In China, employees are entitled by law to overtime pay (“OT pay”) and paid annual leave (“annual leave”). Employers may also stipulate their own OT and annual leave policies, as long as those policies are no less favorable than those required by law. But following local regulation is not the end of the story. In this alert, we provide some tips on tricky issues and local differences with respect to OT pay and annual leave entitlement.
1. Basis of OT Pay
In Shanghai, the basis for calculating OT pay is the employee’s standard salary as provided in the labor contract or the collective labor contract (whichever is higher). If there is no agreed base salary for the employee, OT pay is based on an assumed salary of seventy percent of his or her total remuneration (both base pay and extra subsidies or allowances) during a full-attendance month.In Beijing, the calculation basis of OT pay is the employee’s salary provided in his or her labor contract. If the contract does not provide for an agreed salary, the next step is to apply any OT pay calculation basis agreed in the collective labor contract covering that employee where neither a contract or collective agreement deal with the point, the employee’s OT pay is calculated based on his or her full remuneration (again, both base pay and extra subsidies or allowances) during a full-attendance month.

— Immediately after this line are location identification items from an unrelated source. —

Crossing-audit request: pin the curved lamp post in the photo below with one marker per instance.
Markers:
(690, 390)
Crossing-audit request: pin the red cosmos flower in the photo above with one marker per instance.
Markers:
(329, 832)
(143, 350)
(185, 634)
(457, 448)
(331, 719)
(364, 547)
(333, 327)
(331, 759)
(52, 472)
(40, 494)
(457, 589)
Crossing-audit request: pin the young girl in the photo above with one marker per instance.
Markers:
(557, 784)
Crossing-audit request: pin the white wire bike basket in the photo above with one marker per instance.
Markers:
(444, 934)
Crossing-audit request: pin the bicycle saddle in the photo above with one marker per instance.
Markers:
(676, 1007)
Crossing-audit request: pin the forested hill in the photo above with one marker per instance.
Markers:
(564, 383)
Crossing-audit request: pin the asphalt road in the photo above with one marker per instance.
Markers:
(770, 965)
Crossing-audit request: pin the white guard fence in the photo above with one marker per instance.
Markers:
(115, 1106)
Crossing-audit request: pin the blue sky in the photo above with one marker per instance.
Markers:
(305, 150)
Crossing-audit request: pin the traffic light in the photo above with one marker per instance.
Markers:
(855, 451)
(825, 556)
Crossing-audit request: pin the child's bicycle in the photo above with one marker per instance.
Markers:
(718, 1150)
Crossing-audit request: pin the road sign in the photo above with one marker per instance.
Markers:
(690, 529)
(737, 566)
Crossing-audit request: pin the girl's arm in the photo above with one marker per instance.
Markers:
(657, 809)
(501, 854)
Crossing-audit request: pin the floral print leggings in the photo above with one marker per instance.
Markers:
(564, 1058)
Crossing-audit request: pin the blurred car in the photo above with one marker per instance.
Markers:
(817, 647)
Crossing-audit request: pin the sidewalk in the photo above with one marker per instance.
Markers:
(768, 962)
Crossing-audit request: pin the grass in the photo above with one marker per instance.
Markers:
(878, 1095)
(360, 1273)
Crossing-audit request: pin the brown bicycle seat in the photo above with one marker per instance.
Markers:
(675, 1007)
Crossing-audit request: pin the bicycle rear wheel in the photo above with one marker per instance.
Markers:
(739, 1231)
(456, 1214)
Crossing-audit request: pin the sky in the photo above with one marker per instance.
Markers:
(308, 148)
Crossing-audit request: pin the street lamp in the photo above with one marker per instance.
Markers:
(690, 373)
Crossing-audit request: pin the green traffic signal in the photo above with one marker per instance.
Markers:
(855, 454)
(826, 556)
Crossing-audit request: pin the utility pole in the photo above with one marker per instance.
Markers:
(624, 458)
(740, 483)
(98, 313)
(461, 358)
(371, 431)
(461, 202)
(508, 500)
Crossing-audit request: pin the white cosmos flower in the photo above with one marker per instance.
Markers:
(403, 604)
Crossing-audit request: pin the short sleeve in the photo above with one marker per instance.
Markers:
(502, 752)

2. Definition of “Continued Service”
By law, an employee is entitled to statutory annual leave (also known as “paid time off”) if he or she has one year or more of seniority. The labor authority has interpreted “continued service” to include years of service with former employers, not just with the employee’s current employer. This means that even an employee in their first year of employment with their employer is entitled to statutory annual leave, if totaling up service with both the current and former employers brings them to at least one year. Periods of leave to which an employee is legally entitled count towards the continued service period.Today many Chinese employers provide their employees with additional annual leave, beyond the legal minimum, basing the amount of additional leave on the employees’ years of service with the current employer only. Typically Chinese employers would count the employee’s entire period of service with them, including previous service where the employee resigned and rejoined the employer after a period of time. Employers have discretion on how to define service years for extra annual leave provided it goes beyond what is statutorily required.
3. Local variations
The above practice tips are summarized based on current legislation and court opinion in Shanghai and Beijing only. In China, different provinces and cities may have their own local rules when it comes to overtime and annual leave entitlements, including as to whether these rules extend to foreign nationals. Employers who have personnel based in multiple regions should ensure their internal policies are in compliance with all applicable local rules.